I think it's likely that a significant portion of attrition (19% after 90
days) was due to people feeling too sick to suffer a cold shower, which should
pretty closely track with people feeling too sick to go to work.

------
skizm
A cold show temporarily jacks your heart rate up just enough to get you out
the door. It doesn’t make people less sick, just less likely to take a sick
day. The article even says subjects that were sick just felt slightly more
energetic and not less sick. I’ve still seen no evidence that cold showers
have any real health benefits.

------
kieckerjan
I have been taking cold showers for a couple of years now. Although I wouldn't
claim any health benefits since none have been proven, I will claim some other
obvious benefits that everyone should consider.

Cold showers are unheated. Cheaper and better for the environment.

Cold showers seldom last longer than a few minutes, whereas hot showers are so
comfortable that many people make them last way too long. Cheaper, better for
the environment and for your time management.

Cold showers wake you up, whereas hot showers are more like extended snooze
time.

Cold showers make you feel like a bad ass.

Secret tip: eat some breakfast before the shower, to crank up your engine.

------
mnsc
This SciShow-clip discusses this study and others.

[https://youtu.be/HsonXuJs8-s](https://youtu.be/HsonXuJs8-s)

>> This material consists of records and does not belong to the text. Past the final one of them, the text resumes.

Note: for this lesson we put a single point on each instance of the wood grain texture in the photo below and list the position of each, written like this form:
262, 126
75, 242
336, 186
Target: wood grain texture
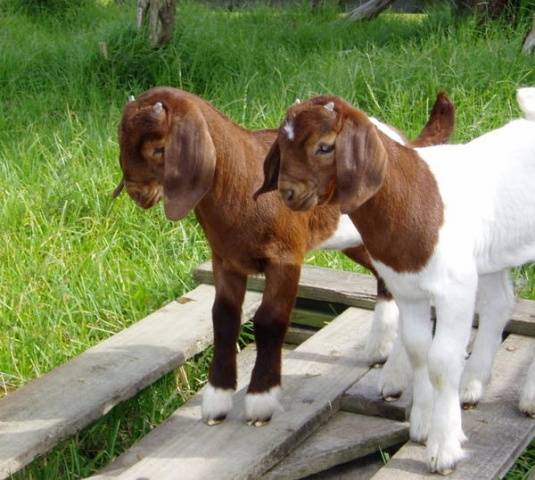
346, 437
357, 290
38, 415
324, 284
359, 469
365, 398
315, 375
497, 432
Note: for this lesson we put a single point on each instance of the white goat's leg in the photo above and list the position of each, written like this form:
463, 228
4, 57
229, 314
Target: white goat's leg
446, 361
396, 373
527, 396
495, 302
383, 331
416, 331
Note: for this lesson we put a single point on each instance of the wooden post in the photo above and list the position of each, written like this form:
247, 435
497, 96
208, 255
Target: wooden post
529, 41
160, 16
368, 10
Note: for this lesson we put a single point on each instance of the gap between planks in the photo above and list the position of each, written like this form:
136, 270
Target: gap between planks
315, 375
357, 290
497, 432
34, 418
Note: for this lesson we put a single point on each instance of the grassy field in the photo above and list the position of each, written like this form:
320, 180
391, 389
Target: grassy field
76, 267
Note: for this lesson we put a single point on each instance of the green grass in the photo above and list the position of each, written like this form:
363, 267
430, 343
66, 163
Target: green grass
76, 267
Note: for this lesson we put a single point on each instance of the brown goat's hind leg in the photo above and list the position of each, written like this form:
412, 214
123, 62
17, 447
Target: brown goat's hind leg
270, 325
226, 315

I do it most mornings for (anecdotal) "waking up the mind" when I'm tired.
Sometimes it feels like the world goes from SD to HD. I don't do it 90 seconds
though more like 30 tops and I don't believe that I'm less sick because of it.
For me it's also a psychological test of "can I chose to do something that is
tangibly uncomfortable when it's super easy to just stay nice and cosy".

------
tralarpa
The sentence "routinely showering (hot-to-) cold resulted in a 29% reduction
of self-reported sick leave from work but not illness days" raises some
alarms. Also the fact that so many participants discontinued the intervention
"because of its burden or a sickness" (much fewer discontinuers in the control
group).

------
dangus
> A routine (hot-to-) cold shower resulted in a statistical reduction of self-
> reported sickness absence but _not illness days_ in adults without severe
> comorbidity.

In other words, it does nothing. Maybe it gives you some kind of refreshing
feeling afterwards but that’s it.

I’ll pass on this upcoming health fad.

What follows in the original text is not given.